To The Mom Expecting Again After Loss,
I was you not too long ago, and hopefully one day, I’ll be you again. First and foremost, it’s okay to cry. I cried most of my pregnancy after loss too. It’s been almost two years since my pregnancy after loss ended and my daughter was placed in my arms, ALIVE.
I wasn’t ever sure if we’d get there. To be honest, I had her funeral planned before her nursery. Down to every detail, her funeral was planned.
I’m a planner by nature, you see. I have a need to plan everything I can ahead of time. So either way my pregnancy ended, I would be prepared. The easy thing for me to plan was her funeral- it was what I knew. Planning for what happens after you give birth, that I was not good at. My plans the first time never ended in a funeral for one of my twins, nor did they include surgeries and the NICU. So with my daughter’s pregnancy, I was prepared for her funeral.
But I also wanted to be prepared for bringing her home, too. And that thought was so scary. I knew I couldn’t do it. So I called my mom. I let my mom get excited about my pregnancy because I couldn’t. She put her room together and washed her clothes, and did all the things I couldn’t do. I bought two things for my daughter, both of which I figured we could use at her funeral, as well as if she was born alive: a blanket, and a onsie with her name embroidered on it.

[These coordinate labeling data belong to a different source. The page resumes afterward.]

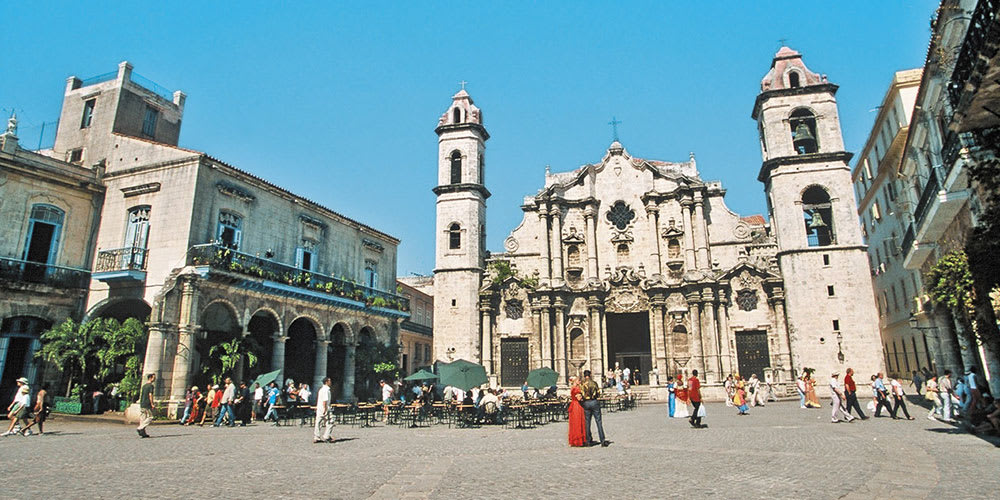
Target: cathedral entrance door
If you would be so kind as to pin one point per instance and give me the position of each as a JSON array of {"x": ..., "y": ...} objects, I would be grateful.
[
  {"x": 628, "y": 342},
  {"x": 752, "y": 353},
  {"x": 513, "y": 362}
]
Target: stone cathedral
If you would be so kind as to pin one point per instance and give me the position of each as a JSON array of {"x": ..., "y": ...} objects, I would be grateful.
[{"x": 639, "y": 262}]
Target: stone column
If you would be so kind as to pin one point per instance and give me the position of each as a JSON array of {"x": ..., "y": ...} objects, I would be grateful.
[
  {"x": 320, "y": 370},
  {"x": 725, "y": 338},
  {"x": 652, "y": 217},
  {"x": 543, "y": 218},
  {"x": 784, "y": 341},
  {"x": 594, "y": 324},
  {"x": 689, "y": 263},
  {"x": 154, "y": 354},
  {"x": 486, "y": 332},
  {"x": 696, "y": 345},
  {"x": 560, "y": 340},
  {"x": 182, "y": 362},
  {"x": 701, "y": 233},
  {"x": 547, "y": 353},
  {"x": 556, "y": 240},
  {"x": 589, "y": 216},
  {"x": 278, "y": 357},
  {"x": 348, "y": 385}
]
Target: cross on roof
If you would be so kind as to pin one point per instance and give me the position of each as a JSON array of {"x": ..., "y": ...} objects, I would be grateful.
[{"x": 614, "y": 126}]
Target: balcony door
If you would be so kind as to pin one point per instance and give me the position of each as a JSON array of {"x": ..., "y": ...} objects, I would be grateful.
[{"x": 44, "y": 228}]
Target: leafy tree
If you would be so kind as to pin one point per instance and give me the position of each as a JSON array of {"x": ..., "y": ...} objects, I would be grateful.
[{"x": 229, "y": 354}]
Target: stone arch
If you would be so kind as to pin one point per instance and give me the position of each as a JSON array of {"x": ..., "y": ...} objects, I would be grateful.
[{"x": 300, "y": 349}]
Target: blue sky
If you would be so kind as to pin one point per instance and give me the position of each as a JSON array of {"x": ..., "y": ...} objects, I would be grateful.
[{"x": 338, "y": 101}]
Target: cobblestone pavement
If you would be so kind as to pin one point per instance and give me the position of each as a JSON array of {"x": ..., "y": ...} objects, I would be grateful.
[{"x": 779, "y": 451}]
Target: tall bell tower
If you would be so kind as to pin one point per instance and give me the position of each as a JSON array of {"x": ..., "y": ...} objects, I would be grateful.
[
  {"x": 830, "y": 307},
  {"x": 460, "y": 234}
]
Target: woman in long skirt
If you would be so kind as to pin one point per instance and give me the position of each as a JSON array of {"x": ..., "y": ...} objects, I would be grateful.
[
  {"x": 680, "y": 410},
  {"x": 671, "y": 398},
  {"x": 577, "y": 433}
]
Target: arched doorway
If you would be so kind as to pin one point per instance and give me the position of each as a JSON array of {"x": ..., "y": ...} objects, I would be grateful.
[
  {"x": 123, "y": 309},
  {"x": 19, "y": 341},
  {"x": 365, "y": 355},
  {"x": 262, "y": 328},
  {"x": 335, "y": 360},
  {"x": 300, "y": 351},
  {"x": 218, "y": 326}
]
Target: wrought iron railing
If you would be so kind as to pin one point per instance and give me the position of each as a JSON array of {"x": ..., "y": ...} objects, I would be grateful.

I think its okay to only be able to do what you can handle. So many people kept telling me ‘everything will be alright this time, don’t worry.’ Those people don’t know what we know. We know death. We know the weight of our lifeless children in our arms, or what it feels like when the doctor says there is no heartbeat. WE know, and they do not.
Every morning I woke up scared that would be the day it was all over, and every night I went to sleep begging my baby to give me just one more kick so I knew she was alive. My friend lent me her Doppler and I listened to my daughter’s heartbeat for hours, sometimes I just had it on along with the TV, just so I knew her heart was still beating. That Doppler kept me sane those months.
If you can’t handle a baby shower or baby gifts, don’t have one and ask for people not to give you any. I had my mom stockpile things at her house because I knew I just couldn’t handle it. I know that people will tell you to believe and faith- but I also know how hard it is to believe and have faith. If you can’t do those things, it’s okay.
And it’s really hard to admit, but I could never ‘see’ myself with my daughter. I could only see a funeral.
I can tell you that it’s worth it. Every pain, every ache, every ounce of fear is worth it. What was supposed to be my ‘happy ending’ to my son’s death ended in an emergency D&C. We miscarried at 10 weeks in the most awful, drawn out way of loss in the first trimester. For several weeks we were told to ‘have hope and pray’ but our baby never grew and we never saw a heartbeat.
I can tell you that I was done trying. I lost my hope and I truly thought I would never have more than my surviving twin. I thought he was my ‘fluke’ healthy baby and that I was never really meant to be a mother. My husband convinced me to keep trying with fertility medicine until we ran out of money. The very next time we attempted IUI, we found out we were pregnant on Friday the 13th.
When our daughter was born 9 months later on Friday the 13th, I shook with fear in the OR. I was actually shaking so hard they couldn’t give me a spinal tap. A wonderful, amazing nurse wiped my tears and held my hands and asked me my son’s name.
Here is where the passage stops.